Computer algorithms have gotten much better at recognizing patterns, like specific animals or people’s faces, allowing software to automatically categorize large image collections. But we’ve come to rely on some things that computers can’t do well. Algorithms can’t match their image recognition to semantic meaning, so today you can ensure a human’s present by asking them to pick out images of street signs. And algorithms don’t do especially well at recognizing when familiar images are distorted or buried in noise, either, which has kept us relying on text-based CAPTCHAs, the distorted text used to verify a human is interacting with Web services.

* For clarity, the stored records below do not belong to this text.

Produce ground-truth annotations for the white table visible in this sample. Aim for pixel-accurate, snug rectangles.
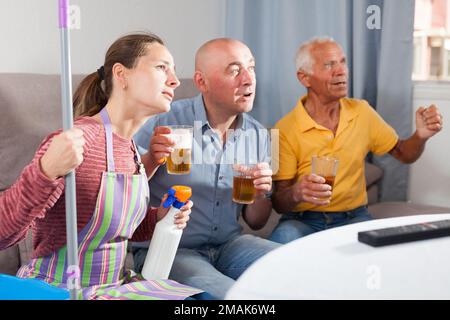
[226,214,450,300]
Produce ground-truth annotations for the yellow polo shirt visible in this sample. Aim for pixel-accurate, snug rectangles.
[273,96,398,212]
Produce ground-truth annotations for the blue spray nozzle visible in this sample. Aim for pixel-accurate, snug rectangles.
[163,186,192,209]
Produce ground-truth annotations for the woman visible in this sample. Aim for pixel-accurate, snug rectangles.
[0,34,201,299]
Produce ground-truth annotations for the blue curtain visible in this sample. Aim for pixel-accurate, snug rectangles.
[225,0,415,201]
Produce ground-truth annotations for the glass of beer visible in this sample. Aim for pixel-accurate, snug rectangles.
[233,164,256,204]
[312,156,339,200]
[166,126,193,175]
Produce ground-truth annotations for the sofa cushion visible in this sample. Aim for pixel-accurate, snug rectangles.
[0,74,85,190]
[0,73,198,191]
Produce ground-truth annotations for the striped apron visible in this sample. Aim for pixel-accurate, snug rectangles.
[17,108,202,300]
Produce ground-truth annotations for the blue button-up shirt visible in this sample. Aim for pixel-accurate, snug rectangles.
[134,95,270,248]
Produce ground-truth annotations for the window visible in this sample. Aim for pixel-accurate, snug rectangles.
[413,0,450,80]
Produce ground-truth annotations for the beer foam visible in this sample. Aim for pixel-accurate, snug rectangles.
[166,129,192,149]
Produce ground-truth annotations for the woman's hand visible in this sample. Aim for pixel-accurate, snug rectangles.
[39,128,85,180]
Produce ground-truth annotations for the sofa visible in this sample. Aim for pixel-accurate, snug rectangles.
[0,74,450,274]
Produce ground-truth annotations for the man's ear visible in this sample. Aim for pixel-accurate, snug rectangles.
[193,70,208,93]
[297,70,311,88]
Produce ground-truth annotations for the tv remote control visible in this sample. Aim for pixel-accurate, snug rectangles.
[358,220,450,247]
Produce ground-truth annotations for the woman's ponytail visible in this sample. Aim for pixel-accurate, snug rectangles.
[73,67,108,118]
[73,32,164,118]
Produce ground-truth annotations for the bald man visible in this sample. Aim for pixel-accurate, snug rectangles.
[133,38,279,299]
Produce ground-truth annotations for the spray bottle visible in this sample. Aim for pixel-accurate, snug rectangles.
[142,186,192,280]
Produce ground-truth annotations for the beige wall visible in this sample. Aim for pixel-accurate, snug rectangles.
[409,82,450,207]
[0,0,225,77]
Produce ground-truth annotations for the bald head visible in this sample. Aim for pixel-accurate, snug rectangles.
[195,38,250,72]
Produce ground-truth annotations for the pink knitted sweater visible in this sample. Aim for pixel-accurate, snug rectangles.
[0,117,157,258]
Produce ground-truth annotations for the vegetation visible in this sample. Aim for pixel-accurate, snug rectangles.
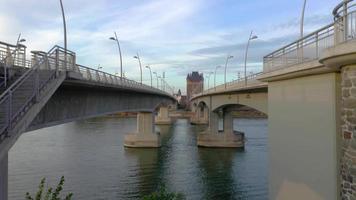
[26,176,73,200]
[142,188,185,200]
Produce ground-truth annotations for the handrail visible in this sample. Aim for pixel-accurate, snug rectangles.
[333,0,354,19]
[263,0,356,73]
[191,72,263,99]
[0,47,59,100]
[264,23,334,58]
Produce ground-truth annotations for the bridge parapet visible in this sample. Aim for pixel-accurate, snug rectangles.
[263,0,356,73]
[192,72,267,99]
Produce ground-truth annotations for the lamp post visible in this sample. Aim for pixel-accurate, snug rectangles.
[244,31,258,85]
[109,32,122,78]
[214,66,221,90]
[300,0,307,38]
[134,53,142,84]
[224,56,234,89]
[207,72,214,91]
[157,76,163,90]
[59,0,67,69]
[146,65,152,87]
[153,72,159,89]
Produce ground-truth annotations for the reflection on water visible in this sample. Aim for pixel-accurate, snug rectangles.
[9,118,267,200]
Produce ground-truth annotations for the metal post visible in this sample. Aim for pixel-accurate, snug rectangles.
[134,52,142,85]
[59,0,67,70]
[244,31,257,85]
[114,32,122,78]
[244,31,253,85]
[146,65,153,87]
[224,56,233,89]
[300,0,307,38]
[214,66,221,91]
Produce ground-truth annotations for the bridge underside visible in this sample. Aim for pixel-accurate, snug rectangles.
[27,81,173,131]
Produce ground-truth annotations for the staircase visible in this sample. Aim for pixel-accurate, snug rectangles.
[0,46,75,147]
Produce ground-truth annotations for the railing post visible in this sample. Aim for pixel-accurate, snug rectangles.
[7,90,12,129]
[87,69,92,81]
[34,68,40,102]
[315,33,319,58]
[55,48,59,77]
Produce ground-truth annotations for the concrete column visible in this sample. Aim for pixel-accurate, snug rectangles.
[202,107,209,124]
[224,112,234,134]
[340,65,356,199]
[206,112,220,134]
[197,110,245,148]
[155,106,172,125]
[124,113,161,148]
[190,107,209,125]
[0,154,8,200]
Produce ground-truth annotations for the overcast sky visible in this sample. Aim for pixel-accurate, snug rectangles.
[0,0,341,94]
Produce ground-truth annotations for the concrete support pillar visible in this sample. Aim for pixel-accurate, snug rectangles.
[155,106,172,125]
[197,110,245,148]
[190,107,209,125]
[124,113,161,148]
[0,154,8,200]
[339,65,356,199]
[224,112,234,134]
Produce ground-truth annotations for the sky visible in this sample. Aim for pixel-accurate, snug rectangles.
[0,0,341,93]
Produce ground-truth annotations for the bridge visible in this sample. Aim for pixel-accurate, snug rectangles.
[0,42,176,200]
[191,0,356,200]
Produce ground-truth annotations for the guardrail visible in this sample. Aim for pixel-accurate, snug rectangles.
[263,0,356,73]
[192,72,263,99]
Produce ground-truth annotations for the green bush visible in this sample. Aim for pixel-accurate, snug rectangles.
[26,176,73,200]
[142,188,185,200]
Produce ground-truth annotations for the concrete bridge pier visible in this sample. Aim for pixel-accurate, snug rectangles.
[190,106,209,125]
[124,112,161,148]
[0,154,8,200]
[197,109,245,148]
[155,106,172,125]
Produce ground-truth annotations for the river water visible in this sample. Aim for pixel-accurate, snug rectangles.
[9,118,268,200]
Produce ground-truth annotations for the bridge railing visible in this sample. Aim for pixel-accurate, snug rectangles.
[263,0,356,73]
[192,72,263,98]
[0,46,71,141]
[77,65,160,91]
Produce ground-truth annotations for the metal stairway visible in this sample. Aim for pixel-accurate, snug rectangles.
[0,46,75,150]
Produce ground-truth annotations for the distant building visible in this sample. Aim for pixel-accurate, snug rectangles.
[174,89,188,109]
[187,72,204,101]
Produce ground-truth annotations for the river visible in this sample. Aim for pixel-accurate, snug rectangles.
[9,118,268,200]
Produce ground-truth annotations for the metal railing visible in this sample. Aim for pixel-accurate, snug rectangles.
[0,42,29,87]
[0,47,71,139]
[76,65,166,94]
[263,0,356,73]
[192,72,263,98]
[263,23,334,72]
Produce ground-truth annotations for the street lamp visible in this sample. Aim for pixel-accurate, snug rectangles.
[134,53,142,84]
[157,76,163,90]
[245,31,258,85]
[224,56,234,89]
[300,0,307,38]
[153,72,159,89]
[207,72,214,91]
[214,66,221,90]
[59,0,67,68]
[16,33,26,48]
[146,65,152,87]
[109,32,122,78]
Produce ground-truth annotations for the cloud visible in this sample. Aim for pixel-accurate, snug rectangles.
[0,0,336,90]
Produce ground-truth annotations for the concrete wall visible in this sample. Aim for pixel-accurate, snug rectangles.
[28,85,173,130]
[0,154,8,200]
[268,73,340,200]
[193,88,268,114]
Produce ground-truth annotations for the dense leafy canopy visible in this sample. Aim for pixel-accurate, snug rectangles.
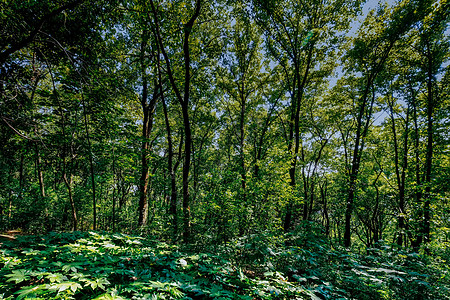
[0,0,450,299]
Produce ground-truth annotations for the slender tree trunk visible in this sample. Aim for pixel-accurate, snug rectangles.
[423,40,434,243]
[63,171,78,231]
[35,145,45,198]
[81,94,97,230]
[158,79,178,241]
[150,0,202,243]
[138,32,159,226]
[283,43,314,232]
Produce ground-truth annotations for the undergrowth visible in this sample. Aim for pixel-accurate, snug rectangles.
[0,232,450,300]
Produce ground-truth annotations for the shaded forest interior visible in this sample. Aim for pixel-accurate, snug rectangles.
[0,0,450,299]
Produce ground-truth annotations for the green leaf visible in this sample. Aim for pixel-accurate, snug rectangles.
[5,269,30,284]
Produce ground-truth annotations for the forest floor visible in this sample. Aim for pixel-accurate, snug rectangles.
[0,232,450,300]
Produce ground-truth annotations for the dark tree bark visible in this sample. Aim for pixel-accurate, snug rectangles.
[150,0,202,243]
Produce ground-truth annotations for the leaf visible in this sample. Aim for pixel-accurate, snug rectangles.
[14,285,45,300]
[49,281,83,294]
[5,269,30,284]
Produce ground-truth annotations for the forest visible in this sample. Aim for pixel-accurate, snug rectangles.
[0,0,450,300]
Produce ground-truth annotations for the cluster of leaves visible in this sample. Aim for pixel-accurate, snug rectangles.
[0,232,450,299]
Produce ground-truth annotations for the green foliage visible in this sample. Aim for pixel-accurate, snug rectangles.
[0,232,450,299]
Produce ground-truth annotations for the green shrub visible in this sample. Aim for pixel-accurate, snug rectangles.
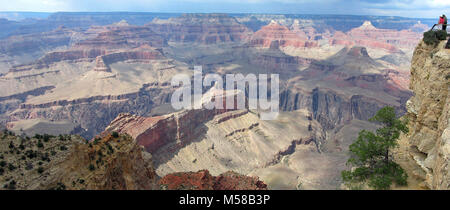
[8,163,16,171]
[89,164,95,171]
[37,140,44,148]
[111,131,119,138]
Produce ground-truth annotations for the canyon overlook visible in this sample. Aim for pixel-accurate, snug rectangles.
[0,14,443,189]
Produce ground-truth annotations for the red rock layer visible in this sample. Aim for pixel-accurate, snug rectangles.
[250,22,317,48]
[146,14,251,44]
[158,170,267,190]
[330,22,422,52]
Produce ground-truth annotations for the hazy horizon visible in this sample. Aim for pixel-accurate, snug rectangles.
[0,0,450,18]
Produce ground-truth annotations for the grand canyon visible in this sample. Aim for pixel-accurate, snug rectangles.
[0,12,449,190]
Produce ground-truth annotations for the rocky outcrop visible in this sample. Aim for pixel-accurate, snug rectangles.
[280,47,411,129]
[399,41,450,190]
[329,21,422,53]
[0,27,75,55]
[0,131,267,190]
[250,22,317,48]
[146,14,251,45]
[158,170,267,190]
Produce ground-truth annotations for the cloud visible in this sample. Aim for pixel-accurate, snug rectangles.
[0,0,450,17]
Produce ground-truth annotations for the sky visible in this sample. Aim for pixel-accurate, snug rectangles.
[0,0,450,18]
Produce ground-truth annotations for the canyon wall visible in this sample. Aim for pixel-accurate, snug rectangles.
[397,41,450,190]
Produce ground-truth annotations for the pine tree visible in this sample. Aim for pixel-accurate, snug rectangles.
[342,107,408,190]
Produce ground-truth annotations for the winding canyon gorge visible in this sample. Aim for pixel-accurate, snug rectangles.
[0,13,450,189]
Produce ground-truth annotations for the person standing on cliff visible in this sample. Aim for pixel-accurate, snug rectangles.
[438,15,447,31]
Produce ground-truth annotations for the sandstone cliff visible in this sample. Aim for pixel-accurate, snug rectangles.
[0,130,267,190]
[397,41,450,189]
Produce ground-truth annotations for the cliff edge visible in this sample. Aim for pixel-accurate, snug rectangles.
[396,40,450,189]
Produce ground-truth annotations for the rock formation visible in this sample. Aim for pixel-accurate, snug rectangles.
[397,41,450,190]
[146,14,251,45]
[0,130,267,190]
[158,170,267,190]
[330,21,422,52]
[250,22,317,48]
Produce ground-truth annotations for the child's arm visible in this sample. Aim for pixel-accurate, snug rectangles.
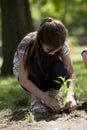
[63,54,76,111]
[81,49,87,69]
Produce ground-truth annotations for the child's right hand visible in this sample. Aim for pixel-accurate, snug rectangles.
[44,96,60,112]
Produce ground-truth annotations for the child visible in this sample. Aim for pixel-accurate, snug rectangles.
[13,17,76,112]
[81,49,87,69]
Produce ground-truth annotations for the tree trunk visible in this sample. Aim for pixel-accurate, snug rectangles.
[1,0,34,75]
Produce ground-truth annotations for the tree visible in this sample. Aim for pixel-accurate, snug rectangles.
[1,0,34,75]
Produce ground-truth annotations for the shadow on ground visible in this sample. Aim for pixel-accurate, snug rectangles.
[9,102,87,122]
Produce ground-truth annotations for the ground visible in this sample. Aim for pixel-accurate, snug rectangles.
[0,102,87,130]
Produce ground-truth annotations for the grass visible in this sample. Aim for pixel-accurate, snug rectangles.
[0,47,87,122]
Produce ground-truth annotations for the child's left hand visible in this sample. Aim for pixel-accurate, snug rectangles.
[66,95,77,112]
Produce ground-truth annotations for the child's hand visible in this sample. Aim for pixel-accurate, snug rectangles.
[66,95,77,112]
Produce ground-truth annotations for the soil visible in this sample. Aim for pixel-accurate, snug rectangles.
[0,102,87,130]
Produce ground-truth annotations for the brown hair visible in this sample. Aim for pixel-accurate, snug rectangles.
[25,18,67,74]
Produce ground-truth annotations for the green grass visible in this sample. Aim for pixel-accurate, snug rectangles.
[0,47,87,122]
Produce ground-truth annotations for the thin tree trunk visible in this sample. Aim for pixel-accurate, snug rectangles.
[1,0,34,75]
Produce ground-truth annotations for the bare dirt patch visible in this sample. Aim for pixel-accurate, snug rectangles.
[0,102,87,130]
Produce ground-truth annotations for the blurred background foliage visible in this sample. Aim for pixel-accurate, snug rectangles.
[30,0,87,44]
[0,0,87,75]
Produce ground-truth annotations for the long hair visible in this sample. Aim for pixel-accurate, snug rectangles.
[25,17,67,74]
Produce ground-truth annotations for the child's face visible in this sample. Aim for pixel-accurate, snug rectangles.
[42,44,62,55]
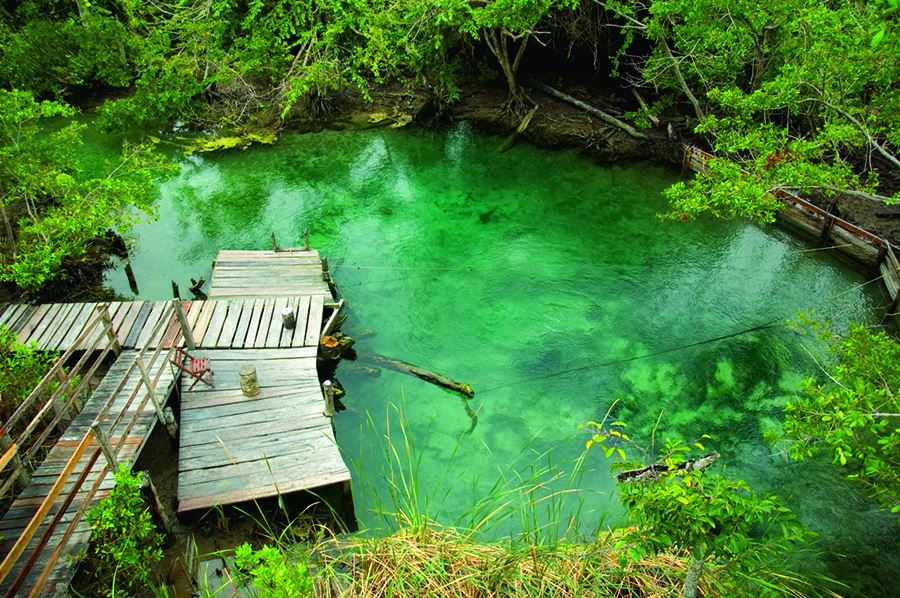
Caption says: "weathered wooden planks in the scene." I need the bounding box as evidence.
[0,350,174,595]
[209,250,331,298]
[178,352,350,512]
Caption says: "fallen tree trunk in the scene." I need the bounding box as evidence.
[530,79,650,139]
[360,353,475,399]
[616,453,720,482]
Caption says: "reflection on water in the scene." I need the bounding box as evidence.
[102,125,900,595]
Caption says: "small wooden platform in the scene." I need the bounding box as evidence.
[178,346,350,512]
[0,294,330,351]
[209,250,331,300]
[0,351,174,595]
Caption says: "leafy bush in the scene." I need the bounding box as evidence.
[784,324,900,512]
[0,326,57,420]
[87,464,163,596]
[234,542,313,598]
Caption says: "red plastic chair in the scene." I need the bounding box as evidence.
[172,347,213,390]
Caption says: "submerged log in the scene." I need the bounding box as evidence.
[616,453,720,482]
[363,353,475,399]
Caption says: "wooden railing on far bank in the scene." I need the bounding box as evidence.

Or we had relied on them ’til now, at least. In today’s issue of Science, a Bay Area startup called Vicarious AI describes an algorithm they created that is able to take minimal training and easily handle CAPTCHAs. It also managed general text recognition. Vicarious’ secret? They modeled the structure of their AI on information we’ve gained from studying how the mammalian visual cortex processes images.
Thinking visually
In the visual cortex, different groups of neurons recognize features like edges and surfaces (and others identify motions, which aren’t really relevant here). But rather than viewing a scene or object as a collection of these parts, the neurons start communicating among each other, figuring out by proximity which features are part of a single object. As objects are built up and recognized, the scene is built hierarchically based on objects instead of individual features.